Apremilast is a phosphodiesterase-4 (PDE4) inhibitor which works by reducing intracellular signaling in potentially inflammatory immunologic cells. PDE4 inhibition leads to an increase of cyclic ANP (atrial natriuretic peptide) in the cell, which then leads to a reduction in the production of proinflammatory cytokines by those immune cells. This is believed to be the mechanism of action of the drug in treating the disease. It has been shown to be efficacious in treating the arthritis component, as well as enthesitis, dactylitis, and skin disease. It’s an oral medication, unlike the large proteins which are biologic medications which have to be injected. It’s taken twice a day, 30 mg.
Its issues have been initial tolerability, problems with nausea, vomiting, diarrhea—in some instances—as well as headache. We often can find that patients, if they take it in a low dose, initially can manage to get through this in the first phase of using it, and then ultimately, oftentimes, those side effects go away. And then the patient can tolerate the medicine just fine and continue using it. Long-term use has shown the drug to be very safe. There’s virtually no signal in terms of infection, or malignancy, or cardiovascular problems, and there is no laboratory monitoring that is required. So, it’s been very interesting as a medication to use, particularly earlier in the treatment ladder—say, after methotrexate and before a biologic medication.
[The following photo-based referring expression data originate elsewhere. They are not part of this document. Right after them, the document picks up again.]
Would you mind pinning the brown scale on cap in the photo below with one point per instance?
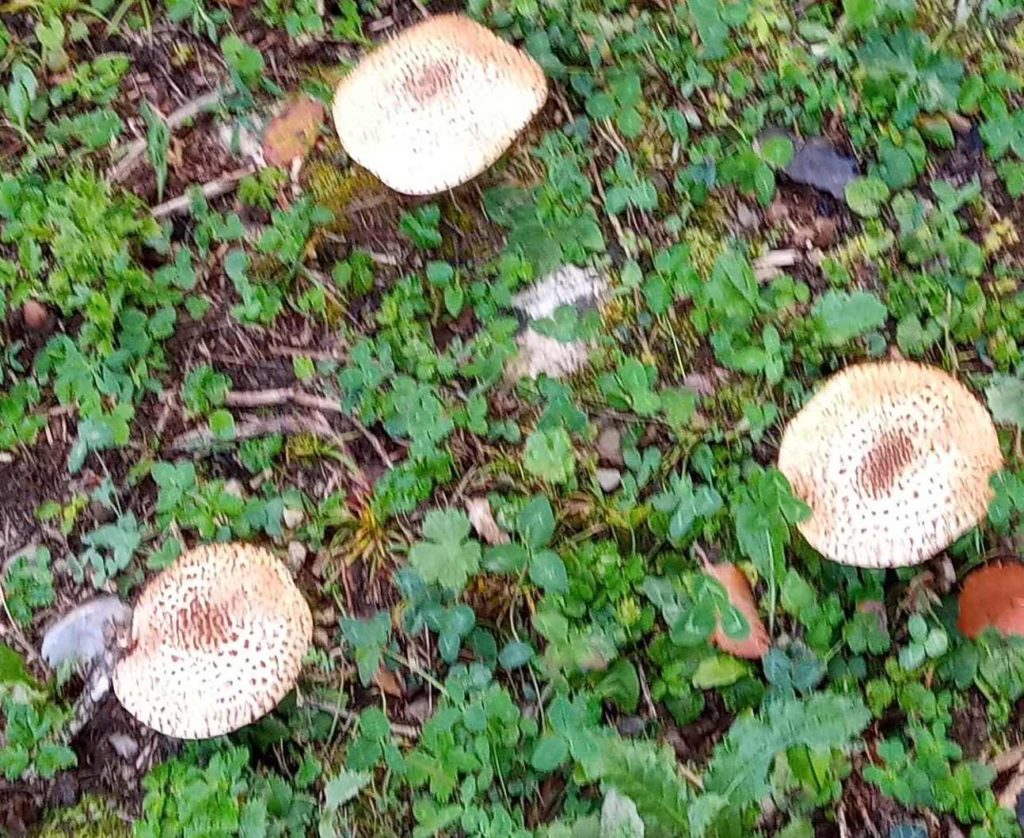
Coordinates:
(894, 460)
(885, 462)
(437, 105)
(217, 640)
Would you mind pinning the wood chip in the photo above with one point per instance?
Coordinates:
(483, 521)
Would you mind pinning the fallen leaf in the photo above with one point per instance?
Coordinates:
(993, 596)
(388, 682)
(757, 643)
(293, 132)
(35, 316)
(483, 521)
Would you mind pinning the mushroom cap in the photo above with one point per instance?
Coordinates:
(437, 105)
(992, 596)
(217, 640)
(894, 460)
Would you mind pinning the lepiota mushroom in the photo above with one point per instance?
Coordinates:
(894, 460)
(217, 640)
(437, 105)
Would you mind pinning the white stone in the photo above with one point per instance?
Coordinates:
(79, 636)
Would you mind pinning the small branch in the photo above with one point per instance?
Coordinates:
(203, 438)
(215, 189)
(407, 730)
(291, 395)
(134, 151)
(282, 395)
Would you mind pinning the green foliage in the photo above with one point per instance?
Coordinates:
(28, 585)
(219, 796)
(739, 769)
(448, 556)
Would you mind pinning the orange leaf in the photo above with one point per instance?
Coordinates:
(293, 132)
(993, 596)
(757, 643)
(388, 682)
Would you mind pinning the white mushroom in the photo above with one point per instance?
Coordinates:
(894, 460)
(437, 105)
(217, 640)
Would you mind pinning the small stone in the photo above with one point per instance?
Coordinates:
(609, 446)
(292, 517)
(80, 636)
(816, 163)
(296, 555)
(125, 746)
(608, 478)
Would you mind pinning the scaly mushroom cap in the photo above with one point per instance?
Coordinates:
(217, 640)
(894, 460)
(437, 105)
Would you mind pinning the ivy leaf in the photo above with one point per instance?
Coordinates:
(158, 138)
(1006, 400)
(536, 522)
(549, 753)
(741, 763)
(548, 571)
(842, 316)
(449, 556)
(866, 195)
(750, 640)
(344, 787)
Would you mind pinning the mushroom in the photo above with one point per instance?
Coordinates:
(894, 460)
(217, 640)
(992, 597)
(437, 105)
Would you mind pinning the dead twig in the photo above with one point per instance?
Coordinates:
(202, 438)
(215, 189)
(291, 395)
(407, 730)
(134, 151)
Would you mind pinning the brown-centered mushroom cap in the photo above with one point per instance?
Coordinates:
(894, 460)
(217, 640)
(437, 105)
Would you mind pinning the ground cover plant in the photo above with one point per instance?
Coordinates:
(558, 599)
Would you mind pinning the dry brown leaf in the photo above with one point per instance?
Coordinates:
(993, 596)
(293, 132)
(757, 643)
(483, 521)
(388, 682)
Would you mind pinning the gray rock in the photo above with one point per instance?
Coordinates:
(816, 163)
(609, 446)
(80, 635)
(568, 285)
(608, 478)
(582, 288)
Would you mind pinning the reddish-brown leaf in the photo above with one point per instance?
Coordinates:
(388, 682)
(293, 132)
(993, 596)
(757, 643)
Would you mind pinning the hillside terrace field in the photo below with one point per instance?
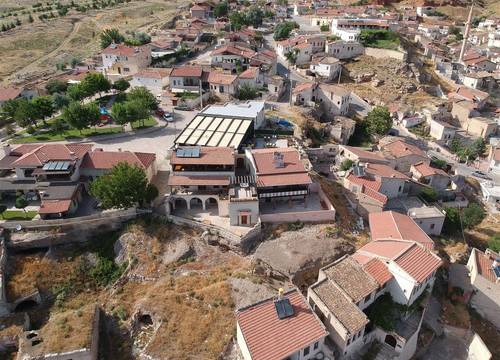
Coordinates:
(35, 48)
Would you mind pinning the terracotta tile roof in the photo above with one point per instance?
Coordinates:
(54, 206)
(217, 77)
(105, 160)
(390, 225)
(154, 73)
(178, 180)
(9, 93)
(418, 262)
(385, 249)
(250, 73)
(426, 170)
(124, 50)
(234, 50)
(484, 265)
(208, 156)
(344, 310)
(363, 155)
(270, 338)
(378, 270)
(384, 171)
(399, 149)
(187, 70)
(303, 86)
(283, 179)
(43, 153)
(357, 285)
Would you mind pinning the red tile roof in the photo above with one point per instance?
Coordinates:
(400, 149)
(268, 174)
(51, 152)
(105, 160)
(9, 93)
(390, 225)
(187, 70)
(386, 249)
(217, 77)
(234, 50)
(484, 265)
(250, 73)
(124, 50)
(378, 270)
(418, 262)
(426, 170)
(178, 180)
(54, 206)
(269, 338)
(208, 156)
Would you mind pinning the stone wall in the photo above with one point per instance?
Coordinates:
(386, 53)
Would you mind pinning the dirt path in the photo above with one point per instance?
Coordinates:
(32, 66)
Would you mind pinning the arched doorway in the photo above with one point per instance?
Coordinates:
(212, 205)
(26, 305)
(390, 340)
(196, 204)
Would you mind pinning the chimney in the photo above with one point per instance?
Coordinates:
(6, 150)
(278, 160)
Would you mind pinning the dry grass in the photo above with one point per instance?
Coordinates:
(67, 330)
(31, 272)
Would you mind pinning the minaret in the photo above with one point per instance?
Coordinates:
(466, 34)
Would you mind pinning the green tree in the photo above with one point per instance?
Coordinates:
(56, 86)
(472, 215)
(26, 113)
(221, 9)
(147, 99)
(60, 101)
(282, 30)
(123, 187)
(109, 36)
(494, 242)
(121, 85)
(254, 16)
(151, 193)
(44, 107)
(378, 121)
(81, 116)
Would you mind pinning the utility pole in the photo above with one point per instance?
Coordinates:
(466, 34)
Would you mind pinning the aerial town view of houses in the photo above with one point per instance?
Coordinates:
(250, 179)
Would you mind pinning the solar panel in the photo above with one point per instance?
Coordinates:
(283, 308)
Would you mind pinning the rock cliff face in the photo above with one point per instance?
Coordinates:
(298, 255)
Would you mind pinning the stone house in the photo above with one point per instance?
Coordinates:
(283, 317)
(438, 179)
(153, 79)
(484, 272)
(121, 60)
(402, 155)
(346, 290)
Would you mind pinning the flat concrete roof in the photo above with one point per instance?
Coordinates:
(248, 109)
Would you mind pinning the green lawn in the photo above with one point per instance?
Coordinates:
(77, 134)
(18, 215)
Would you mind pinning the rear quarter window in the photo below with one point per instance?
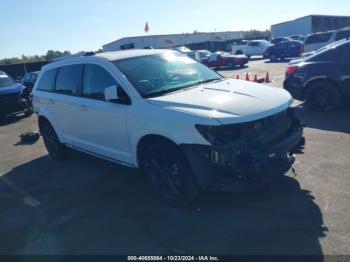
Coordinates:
(319, 38)
(47, 81)
(69, 80)
(342, 34)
The most recently approved medication is an interleukin-17A inhibitor known as secukinumab. Secukinumab has shown significant efficacy in the treatment of arthritis, enthesitis, and dactylitis. It’s been able to demonstrate highly effective treatment of the skin disease and nail disease. There is evidence of inhibition of radiographic progression, and it is also useful for domains such as fatigue, quality of life, and function. So, it does all the things that we would like for a medicine in psoriatic arthritis to do. It is relatively safe. There is, of course, a warning for serious infection. It’s serious with any of the biologic medications. There’s been a handful of cases of modest candidiasis, primarily in the mouth or skin. And there have been occasional cases of neutropenia, but not serious. From a safety perspective, we consider this to be a relatively safe drug and a very good addition to our armamentarium for treating psoriatic arthritis.